Google Chrome OS Flex and Broader Adoption of Linux

I recently read [Chin, The Verge (2022); Raphael, Computerworld (2022)] that Google is releasing a version of Chrome OS called Chrome OS Flex which can be copied to a USB storage drive and installed on computers that didn't come with Chrome OS. This seems very similar to how many popular Linux distributions work, so I initially wondered if Chrome OS Flex will succeed with the muscle of Google behind it where similar efforts by Linux distributions backed by smaller not-for-profit organizations have failed. At the same time, it seems clear to me that Google will not hesitate to use this as an opportunity to collect more valuable data from people who use Chrome OS Flex.

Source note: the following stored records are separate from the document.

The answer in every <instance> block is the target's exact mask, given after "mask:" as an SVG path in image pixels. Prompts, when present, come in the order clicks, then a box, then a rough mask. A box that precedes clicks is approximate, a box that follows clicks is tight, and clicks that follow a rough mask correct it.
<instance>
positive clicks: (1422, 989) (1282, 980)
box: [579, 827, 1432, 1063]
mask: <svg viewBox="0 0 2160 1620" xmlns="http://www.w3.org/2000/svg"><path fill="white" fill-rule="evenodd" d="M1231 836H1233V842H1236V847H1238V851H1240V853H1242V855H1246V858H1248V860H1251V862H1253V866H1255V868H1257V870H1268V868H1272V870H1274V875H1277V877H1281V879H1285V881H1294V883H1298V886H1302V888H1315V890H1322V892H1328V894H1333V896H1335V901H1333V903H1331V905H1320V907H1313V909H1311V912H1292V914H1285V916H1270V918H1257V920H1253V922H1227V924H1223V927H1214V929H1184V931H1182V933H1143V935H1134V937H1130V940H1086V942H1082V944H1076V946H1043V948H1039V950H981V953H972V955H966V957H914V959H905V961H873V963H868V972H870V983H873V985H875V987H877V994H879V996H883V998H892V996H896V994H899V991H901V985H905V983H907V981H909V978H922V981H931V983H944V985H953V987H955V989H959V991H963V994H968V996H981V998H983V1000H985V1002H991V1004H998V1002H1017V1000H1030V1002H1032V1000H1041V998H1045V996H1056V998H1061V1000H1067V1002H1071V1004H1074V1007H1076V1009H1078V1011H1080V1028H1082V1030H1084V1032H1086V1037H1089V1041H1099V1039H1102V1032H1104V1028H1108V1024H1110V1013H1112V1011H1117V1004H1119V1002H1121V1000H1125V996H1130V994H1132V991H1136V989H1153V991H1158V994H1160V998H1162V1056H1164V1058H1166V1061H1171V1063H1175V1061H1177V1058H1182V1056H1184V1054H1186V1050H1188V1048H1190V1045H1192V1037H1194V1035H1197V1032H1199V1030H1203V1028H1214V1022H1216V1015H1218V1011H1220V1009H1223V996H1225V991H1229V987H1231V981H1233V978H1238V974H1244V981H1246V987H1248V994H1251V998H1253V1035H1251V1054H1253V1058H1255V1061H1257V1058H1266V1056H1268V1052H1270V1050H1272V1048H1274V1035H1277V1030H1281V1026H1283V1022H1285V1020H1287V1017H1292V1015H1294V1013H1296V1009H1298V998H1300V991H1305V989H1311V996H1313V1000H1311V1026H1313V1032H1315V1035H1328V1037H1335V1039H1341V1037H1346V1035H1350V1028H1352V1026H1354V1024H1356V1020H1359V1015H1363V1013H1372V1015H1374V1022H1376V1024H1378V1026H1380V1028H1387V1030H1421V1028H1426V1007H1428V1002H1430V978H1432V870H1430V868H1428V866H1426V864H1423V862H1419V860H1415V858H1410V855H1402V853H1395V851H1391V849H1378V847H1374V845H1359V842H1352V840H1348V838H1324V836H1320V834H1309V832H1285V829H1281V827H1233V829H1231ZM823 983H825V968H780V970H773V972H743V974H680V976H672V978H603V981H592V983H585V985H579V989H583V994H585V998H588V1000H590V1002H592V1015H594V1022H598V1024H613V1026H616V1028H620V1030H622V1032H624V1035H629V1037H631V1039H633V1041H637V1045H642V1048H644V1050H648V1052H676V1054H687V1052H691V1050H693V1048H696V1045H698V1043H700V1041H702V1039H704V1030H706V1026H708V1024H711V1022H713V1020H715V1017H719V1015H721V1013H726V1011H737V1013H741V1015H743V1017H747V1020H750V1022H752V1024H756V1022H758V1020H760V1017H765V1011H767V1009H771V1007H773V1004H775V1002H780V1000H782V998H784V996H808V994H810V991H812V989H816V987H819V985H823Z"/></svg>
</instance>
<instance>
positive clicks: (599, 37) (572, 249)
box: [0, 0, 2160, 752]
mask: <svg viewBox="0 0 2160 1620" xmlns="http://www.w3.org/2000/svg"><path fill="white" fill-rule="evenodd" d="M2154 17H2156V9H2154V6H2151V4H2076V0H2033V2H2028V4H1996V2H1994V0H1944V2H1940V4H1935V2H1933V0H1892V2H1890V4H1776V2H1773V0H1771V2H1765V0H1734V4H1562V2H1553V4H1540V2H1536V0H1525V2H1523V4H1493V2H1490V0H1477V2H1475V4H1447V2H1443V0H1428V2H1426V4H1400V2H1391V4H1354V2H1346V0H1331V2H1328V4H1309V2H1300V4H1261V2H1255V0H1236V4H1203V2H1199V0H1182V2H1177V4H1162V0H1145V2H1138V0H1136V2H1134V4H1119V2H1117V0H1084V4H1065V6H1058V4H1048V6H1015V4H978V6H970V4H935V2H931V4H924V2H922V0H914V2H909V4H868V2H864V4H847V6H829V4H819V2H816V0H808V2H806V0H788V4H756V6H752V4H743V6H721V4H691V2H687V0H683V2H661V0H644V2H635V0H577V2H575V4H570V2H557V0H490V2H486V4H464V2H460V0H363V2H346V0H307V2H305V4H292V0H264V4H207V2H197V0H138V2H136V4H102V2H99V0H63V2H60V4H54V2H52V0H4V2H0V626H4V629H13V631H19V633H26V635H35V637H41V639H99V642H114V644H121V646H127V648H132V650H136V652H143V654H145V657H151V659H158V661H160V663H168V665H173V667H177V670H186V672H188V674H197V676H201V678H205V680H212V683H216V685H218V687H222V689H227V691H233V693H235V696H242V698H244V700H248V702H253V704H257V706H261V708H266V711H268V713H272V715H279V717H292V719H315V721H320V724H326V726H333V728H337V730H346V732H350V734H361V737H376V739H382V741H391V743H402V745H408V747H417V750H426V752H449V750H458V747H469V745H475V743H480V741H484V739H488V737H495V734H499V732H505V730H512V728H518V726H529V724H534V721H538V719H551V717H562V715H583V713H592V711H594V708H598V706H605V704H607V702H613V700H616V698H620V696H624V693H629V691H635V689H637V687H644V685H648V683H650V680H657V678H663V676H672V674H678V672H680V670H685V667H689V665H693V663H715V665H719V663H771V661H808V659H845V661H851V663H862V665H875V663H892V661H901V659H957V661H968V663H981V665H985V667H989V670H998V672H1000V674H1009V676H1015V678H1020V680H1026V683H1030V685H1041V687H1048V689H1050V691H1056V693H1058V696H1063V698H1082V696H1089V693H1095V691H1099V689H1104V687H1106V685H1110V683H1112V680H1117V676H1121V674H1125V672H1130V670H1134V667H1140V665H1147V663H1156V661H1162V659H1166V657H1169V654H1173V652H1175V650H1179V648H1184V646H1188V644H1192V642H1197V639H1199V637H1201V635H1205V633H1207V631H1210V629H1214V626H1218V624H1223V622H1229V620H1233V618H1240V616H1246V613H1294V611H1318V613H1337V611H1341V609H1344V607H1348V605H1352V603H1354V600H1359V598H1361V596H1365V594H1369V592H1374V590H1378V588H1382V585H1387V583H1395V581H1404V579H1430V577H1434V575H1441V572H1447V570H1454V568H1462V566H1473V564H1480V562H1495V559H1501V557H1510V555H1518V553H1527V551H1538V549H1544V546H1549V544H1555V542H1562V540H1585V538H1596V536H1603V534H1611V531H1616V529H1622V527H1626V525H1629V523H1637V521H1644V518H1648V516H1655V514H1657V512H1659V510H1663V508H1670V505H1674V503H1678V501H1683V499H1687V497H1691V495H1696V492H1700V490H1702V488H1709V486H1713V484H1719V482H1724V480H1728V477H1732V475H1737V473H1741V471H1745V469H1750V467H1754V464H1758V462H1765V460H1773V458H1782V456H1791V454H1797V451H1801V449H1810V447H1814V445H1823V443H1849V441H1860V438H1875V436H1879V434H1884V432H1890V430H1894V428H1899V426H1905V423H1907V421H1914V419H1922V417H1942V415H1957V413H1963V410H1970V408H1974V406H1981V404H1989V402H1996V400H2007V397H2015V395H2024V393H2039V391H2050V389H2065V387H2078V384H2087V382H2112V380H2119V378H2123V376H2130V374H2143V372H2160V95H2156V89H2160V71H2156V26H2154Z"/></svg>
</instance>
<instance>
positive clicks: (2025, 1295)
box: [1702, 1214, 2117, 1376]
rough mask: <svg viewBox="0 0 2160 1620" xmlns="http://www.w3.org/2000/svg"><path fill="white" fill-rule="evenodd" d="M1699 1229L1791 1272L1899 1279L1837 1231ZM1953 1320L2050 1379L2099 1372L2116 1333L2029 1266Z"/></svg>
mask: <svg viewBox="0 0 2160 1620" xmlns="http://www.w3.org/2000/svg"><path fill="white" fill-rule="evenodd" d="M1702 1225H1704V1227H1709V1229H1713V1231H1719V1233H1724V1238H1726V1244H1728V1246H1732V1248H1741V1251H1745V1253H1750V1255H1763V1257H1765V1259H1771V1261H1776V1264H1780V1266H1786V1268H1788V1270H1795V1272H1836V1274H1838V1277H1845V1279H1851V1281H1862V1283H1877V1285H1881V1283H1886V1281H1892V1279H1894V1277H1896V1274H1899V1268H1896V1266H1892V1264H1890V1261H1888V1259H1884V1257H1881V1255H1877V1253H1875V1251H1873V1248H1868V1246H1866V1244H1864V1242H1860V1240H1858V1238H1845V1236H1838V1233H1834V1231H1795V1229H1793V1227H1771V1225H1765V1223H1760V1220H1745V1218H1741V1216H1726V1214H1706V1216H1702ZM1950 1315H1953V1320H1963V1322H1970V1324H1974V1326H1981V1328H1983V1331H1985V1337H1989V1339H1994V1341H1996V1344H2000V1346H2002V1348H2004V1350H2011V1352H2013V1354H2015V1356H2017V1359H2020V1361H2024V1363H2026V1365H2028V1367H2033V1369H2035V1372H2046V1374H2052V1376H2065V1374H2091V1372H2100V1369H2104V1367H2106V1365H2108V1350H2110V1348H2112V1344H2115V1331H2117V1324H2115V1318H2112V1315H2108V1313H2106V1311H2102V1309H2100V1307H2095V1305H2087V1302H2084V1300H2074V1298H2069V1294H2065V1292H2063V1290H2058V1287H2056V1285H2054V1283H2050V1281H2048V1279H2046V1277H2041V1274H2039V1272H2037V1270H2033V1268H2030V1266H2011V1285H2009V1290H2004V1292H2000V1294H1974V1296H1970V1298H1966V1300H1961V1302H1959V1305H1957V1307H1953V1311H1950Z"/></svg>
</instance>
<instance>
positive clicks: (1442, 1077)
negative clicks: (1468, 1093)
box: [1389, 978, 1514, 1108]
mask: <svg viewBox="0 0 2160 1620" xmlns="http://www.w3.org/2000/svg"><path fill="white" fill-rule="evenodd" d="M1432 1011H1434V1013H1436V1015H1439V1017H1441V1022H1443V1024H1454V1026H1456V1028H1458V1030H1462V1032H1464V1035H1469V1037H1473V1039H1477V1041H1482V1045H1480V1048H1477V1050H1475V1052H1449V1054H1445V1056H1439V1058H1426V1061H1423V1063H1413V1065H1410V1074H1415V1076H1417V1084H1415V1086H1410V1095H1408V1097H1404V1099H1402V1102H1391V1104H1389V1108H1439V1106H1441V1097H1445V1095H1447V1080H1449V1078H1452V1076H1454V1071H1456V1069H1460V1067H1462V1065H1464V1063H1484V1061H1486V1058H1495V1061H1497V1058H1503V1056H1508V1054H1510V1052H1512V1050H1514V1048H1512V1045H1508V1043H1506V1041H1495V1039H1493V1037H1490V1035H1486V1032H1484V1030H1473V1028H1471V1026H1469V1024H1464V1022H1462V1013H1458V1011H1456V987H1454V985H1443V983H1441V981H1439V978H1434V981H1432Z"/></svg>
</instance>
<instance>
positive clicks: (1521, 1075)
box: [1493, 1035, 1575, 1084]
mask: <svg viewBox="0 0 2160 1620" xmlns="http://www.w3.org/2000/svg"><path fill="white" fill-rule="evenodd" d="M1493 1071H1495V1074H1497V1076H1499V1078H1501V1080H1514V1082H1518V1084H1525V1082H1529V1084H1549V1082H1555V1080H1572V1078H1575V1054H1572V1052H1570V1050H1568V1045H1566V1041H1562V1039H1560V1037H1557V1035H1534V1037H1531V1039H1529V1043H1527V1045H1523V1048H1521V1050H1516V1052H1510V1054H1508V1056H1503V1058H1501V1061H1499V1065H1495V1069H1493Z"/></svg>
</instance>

This got me to think more broadly about how much ordinary people who might consider using Chrome OS Flex really care about their privacy (especially considering that such people would typically use Microsoft Windows 10/11, which are known to collect significant amounts of data from users) even after revelations about Facebook's practices, earlier revelations about government surveillance, and so on.

However, upon closer reading, I noticed that the first article makes clear that the target audience is schools & businesses which have many old computers whose Windows versions may no longer be supported. This makes more sense to me than targeting ordinary individuals, because I get the sense that the learning curve even to copy an ISO file onto a USB storage drive and install it onto a computer is steep for most ordinary individuals (despite the significant progress that distributions like Ubuntu & Linux Mint have made in making the installation process easy). By contrast, it seems more reasonable to expect specialists in schools & businesses to learn these things once and then do them for many different computers. Meanwhile, the second article makes clear that while traditional Chrome OS is capable of running many programs built for Windows, Chrome OS Flex will not have such capabilities. This suggests to me that while many schools may take up this opportunity given that few user-facing applications need to be installed on the computer and most user-facing applications can be accessed through web equivalents, this might not be the case for many businesses, so it is unclear to me which businesses will actually take this up.

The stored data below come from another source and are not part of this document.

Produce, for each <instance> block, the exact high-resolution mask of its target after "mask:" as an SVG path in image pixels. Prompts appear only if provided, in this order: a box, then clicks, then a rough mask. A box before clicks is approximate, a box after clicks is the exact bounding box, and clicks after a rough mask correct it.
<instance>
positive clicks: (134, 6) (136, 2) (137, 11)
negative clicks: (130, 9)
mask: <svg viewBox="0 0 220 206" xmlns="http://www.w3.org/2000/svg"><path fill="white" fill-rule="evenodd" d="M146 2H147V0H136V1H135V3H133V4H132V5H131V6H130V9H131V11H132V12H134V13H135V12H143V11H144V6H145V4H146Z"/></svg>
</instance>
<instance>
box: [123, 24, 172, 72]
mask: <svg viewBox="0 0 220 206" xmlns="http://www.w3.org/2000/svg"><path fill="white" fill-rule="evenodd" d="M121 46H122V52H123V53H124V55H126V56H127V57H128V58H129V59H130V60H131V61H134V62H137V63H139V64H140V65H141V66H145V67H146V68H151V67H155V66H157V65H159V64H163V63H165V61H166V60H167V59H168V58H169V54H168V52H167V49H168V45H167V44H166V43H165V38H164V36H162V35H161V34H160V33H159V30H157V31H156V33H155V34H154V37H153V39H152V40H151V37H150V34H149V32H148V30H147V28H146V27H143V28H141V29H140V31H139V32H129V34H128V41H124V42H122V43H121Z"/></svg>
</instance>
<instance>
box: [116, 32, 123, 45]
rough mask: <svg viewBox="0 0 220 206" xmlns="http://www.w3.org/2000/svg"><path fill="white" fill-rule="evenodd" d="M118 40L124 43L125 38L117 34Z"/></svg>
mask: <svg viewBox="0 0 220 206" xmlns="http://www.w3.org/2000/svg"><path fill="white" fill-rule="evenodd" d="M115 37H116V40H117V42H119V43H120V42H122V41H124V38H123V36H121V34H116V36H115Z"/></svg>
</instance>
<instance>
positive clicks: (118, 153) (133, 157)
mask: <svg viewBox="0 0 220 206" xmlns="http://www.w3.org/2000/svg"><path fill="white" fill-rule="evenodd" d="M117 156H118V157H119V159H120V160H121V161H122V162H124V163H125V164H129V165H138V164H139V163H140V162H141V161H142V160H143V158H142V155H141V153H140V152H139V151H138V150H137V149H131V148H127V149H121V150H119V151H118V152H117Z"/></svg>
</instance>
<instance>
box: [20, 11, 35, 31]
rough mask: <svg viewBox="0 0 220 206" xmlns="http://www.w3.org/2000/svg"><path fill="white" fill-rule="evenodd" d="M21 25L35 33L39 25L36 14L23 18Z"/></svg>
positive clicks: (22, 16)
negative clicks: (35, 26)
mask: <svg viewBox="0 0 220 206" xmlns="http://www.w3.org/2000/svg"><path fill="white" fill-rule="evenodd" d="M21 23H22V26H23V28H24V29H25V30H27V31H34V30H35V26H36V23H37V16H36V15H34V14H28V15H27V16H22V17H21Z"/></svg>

Ultimately, I don't expect to see much adoption among ordinary individuals even though they aren't forbidden from installing & using Chrome OS Flex. That said, I would be interested to see how adoption evolves in schools & businesses over time.


Turning off Comments for this Blog Going Forward

This is a quick post to say that I have unfortunately had to turn off comments for this blog. Recently, I had trouble using the comment feature on various posts in this blog (despite being its sole author & maintainer). Furthermore, for the last few years, the vast majority of comments have been unwanted commercial solicitations, while I haven't really gotten much useful feedback about posts themselves. I recognize that there are very few humans who regularly read this blog and that most, if not all, of those readers probably know me personally, so I trust that they can reach out to me if they want to share their thoughts about posts. In any case, going forward, comments will no longer be available on this blog. This also necessarily means that the "Featured Comments" blog post series cannot continue.